Im Zentrum der US-Vorwürfe steht die Tätigkeit der Huawei-Tochter Skycom im Iran. Insgesamt handelt es sich um 13 Anklagepunkte und fast zwei Dutzend einzelne Vorwürfe. Außer dem Unterlaufen von Sanktionen gegen den Iran, Geldwäsche, Betrug und anderen Delikten im Umfang von Hunderten Millionen Dollar soll sich Huawei auch Betriebsgeheimnisse von ­T-Mobile US illegal angeeignet haben, wie aus einer weiteren Klage in Seattle hervorgeht. Dabei ging es um einen Testroboter für Mobiltelefone. Huawei-Mitarbeiter sollen versucht haben, Fotos davon zu machen und einen Teil des Tappy genannten Geräts zu stehlen, wie das „Wall Street Journal“ berichtet hatte. Huawei verwies darauf, dass der Konzern und T-Mobile ihren Gerichtsstreit darüber 2017 beigelegt hätten. Die US-Jury habe „weder Schaden, ungerechtfertigte Bereicherung noch absichtliches oder böswilliges Verhalten“ festgestellt.

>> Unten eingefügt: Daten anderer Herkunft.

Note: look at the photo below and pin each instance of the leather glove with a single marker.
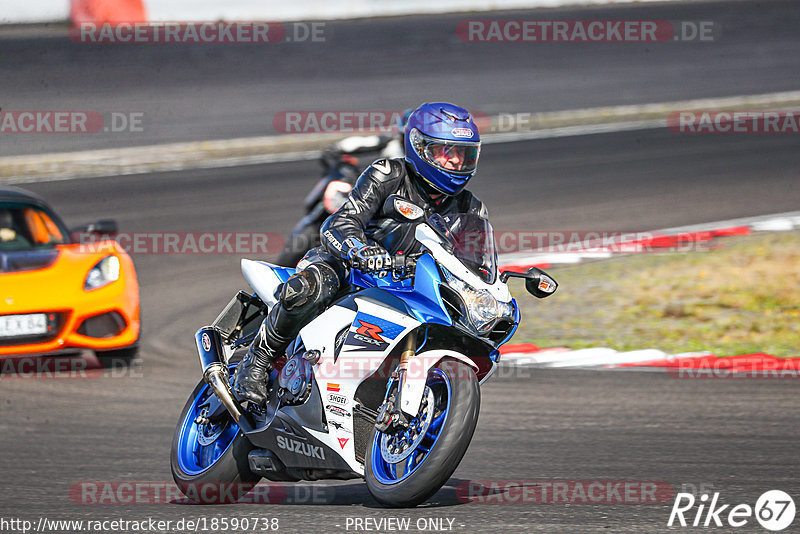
(371, 259)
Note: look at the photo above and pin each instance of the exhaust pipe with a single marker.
(215, 372)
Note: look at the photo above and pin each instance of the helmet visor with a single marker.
(459, 157)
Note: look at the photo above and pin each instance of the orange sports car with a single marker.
(57, 294)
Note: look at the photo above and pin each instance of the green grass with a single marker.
(740, 296)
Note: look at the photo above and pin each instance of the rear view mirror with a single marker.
(537, 282)
(104, 226)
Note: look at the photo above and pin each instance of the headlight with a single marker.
(482, 307)
(105, 272)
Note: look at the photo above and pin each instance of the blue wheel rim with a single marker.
(194, 457)
(393, 473)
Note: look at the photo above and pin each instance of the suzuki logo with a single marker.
(292, 445)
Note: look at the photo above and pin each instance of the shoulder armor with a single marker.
(386, 169)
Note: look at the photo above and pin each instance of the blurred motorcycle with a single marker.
(341, 170)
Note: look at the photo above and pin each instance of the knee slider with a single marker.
(298, 289)
(328, 282)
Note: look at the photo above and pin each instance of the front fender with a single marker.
(418, 368)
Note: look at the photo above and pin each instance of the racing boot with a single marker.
(302, 296)
(252, 373)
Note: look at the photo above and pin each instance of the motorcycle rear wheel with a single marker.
(209, 462)
(411, 481)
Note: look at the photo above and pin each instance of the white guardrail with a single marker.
(14, 11)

Bei der Vorstellung der Klagen sagte Heimatschutzministerin Kirstjen Nielsen in Washington hingegen, Huawei sei in „betrügerische finanzielle Machenschaften verwickelt, die der Sicherheit der USA abträglich sind“. Im Iran soll Huawei mit Skycom de facto eine Tochter unterhalten haben, obwohl der Konzern dies abgestritten und einen Verkauf der Firma vorgetäuscht habe.

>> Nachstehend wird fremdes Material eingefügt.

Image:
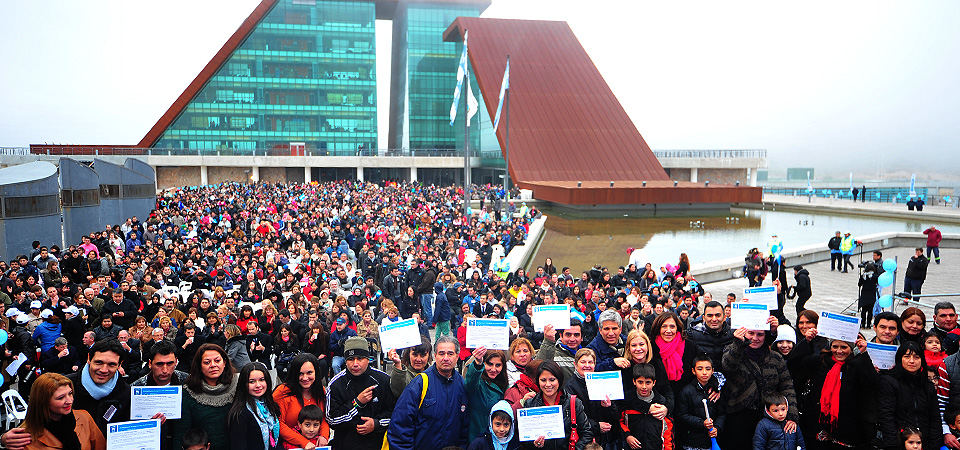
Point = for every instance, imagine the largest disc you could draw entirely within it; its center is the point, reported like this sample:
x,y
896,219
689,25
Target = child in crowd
x,y
952,417
911,439
770,434
196,439
651,428
308,425
694,429
500,434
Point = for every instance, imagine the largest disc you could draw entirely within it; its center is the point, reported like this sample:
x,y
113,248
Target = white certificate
x,y
752,316
399,335
147,401
838,326
494,334
546,421
766,295
15,364
137,435
556,315
883,356
603,384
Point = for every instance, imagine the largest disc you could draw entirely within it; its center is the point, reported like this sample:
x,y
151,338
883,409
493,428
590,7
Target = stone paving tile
x,y
837,292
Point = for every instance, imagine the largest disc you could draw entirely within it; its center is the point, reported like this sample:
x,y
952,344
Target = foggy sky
x,y
838,86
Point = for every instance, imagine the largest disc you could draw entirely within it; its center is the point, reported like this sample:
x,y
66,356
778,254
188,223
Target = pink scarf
x,y
672,355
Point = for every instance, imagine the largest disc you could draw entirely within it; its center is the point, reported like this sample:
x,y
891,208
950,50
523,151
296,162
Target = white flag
x,y
472,105
461,72
503,90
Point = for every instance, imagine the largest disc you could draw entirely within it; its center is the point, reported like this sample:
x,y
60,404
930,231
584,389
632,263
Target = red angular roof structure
x,y
565,122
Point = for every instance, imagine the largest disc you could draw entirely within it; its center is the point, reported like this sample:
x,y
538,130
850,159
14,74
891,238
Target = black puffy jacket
x,y
905,400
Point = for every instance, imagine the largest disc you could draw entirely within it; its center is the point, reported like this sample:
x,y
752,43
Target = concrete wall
x,y
17,234
177,176
217,175
723,176
79,220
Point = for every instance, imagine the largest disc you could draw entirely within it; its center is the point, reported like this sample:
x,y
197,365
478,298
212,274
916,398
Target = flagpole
x,y
466,146
506,154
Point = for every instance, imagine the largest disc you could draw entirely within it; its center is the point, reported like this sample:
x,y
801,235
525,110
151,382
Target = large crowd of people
x,y
265,302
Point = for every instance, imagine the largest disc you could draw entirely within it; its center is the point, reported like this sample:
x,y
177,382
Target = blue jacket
x,y
45,334
770,436
441,309
605,354
439,422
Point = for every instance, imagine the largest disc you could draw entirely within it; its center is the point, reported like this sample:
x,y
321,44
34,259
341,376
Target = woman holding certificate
x,y
53,423
550,380
486,381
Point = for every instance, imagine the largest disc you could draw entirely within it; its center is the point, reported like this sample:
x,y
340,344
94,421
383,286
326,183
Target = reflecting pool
x,y
579,243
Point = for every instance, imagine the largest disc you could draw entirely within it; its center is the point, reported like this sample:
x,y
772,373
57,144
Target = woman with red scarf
x,y
525,388
671,345
833,415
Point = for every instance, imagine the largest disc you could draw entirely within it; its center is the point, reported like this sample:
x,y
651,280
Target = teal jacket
x,y
481,396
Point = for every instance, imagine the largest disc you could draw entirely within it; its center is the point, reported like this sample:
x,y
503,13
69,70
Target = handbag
x,y
574,437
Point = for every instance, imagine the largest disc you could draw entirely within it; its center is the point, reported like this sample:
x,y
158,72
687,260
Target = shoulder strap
x,y
573,410
423,391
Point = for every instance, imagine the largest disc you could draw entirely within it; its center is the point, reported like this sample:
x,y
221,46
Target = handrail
x,y
71,150
702,154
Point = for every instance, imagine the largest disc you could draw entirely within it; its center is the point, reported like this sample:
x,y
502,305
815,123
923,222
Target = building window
x,y
42,205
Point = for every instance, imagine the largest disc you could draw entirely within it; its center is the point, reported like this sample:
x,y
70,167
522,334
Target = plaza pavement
x,y
838,292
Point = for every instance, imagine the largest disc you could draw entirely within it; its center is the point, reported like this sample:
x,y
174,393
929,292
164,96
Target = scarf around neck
x,y
97,391
65,431
830,396
672,355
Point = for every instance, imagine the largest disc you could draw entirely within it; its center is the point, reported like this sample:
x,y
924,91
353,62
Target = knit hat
x,y
356,347
786,333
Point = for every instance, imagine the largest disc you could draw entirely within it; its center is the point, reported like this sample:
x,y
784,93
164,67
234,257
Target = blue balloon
x,y
890,265
886,301
886,279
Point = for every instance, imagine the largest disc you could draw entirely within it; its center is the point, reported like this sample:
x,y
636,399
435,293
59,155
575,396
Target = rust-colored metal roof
x,y
636,193
385,9
565,122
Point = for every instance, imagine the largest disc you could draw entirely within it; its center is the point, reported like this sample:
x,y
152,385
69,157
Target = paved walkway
x,y
846,206
837,292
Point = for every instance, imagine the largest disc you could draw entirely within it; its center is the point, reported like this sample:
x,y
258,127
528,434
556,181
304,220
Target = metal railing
x,y
54,150
708,154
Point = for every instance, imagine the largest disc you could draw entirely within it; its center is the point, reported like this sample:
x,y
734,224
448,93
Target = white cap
x,y
786,333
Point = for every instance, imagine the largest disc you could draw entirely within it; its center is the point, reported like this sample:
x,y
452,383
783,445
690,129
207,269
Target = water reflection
x,y
579,243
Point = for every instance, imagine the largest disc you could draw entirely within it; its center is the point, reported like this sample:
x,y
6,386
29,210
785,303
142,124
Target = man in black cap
x,y
360,401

Die USA machen auch Sicherheitsbedenken beim Einsatz von Telekomausrüstung aus dem Hause Huawei geltend. Der nationale US-Markt ist dem chinesischen Konzern damit praktisch schon lange versperrt. Die Trump-Administration drängt jetzt allerdings auch andere Länder, von einem Einsatz von Huawei-Produkten besonders bei dem jetzt anlaufenden Ausbau des schnellen neuen 5G-Mobilfunknetzes abzusehen.

In Australien, Neuseeland, Großbritannien und auch Norwegen gibt es schon ein Umdenken oder wird noch geprüft. Auch in Deutschland hat eine Diskussion begonnen, da im Frühjahr die neuen Lizenzen für 5G vergeben werden sollen. Huawei kooperiert bislang mit allen drei deutschen Mobilfunkanbietern Telekom, Vodafone und Telefonica, die zusätzlich aber jeweils noch einen zweiten Lieferanten haben.

Um die Bedenken zu entkräften, hat Huawei in Bonn ein Sicherheitslabor eingerichtet. Dort können das Bundesamt für Sicherheit in der Informationstechnologie und die Netzbetreiber mithilfe der geheimen Quellcodes von Huawei die Sicherheit der Produkte selbst testen.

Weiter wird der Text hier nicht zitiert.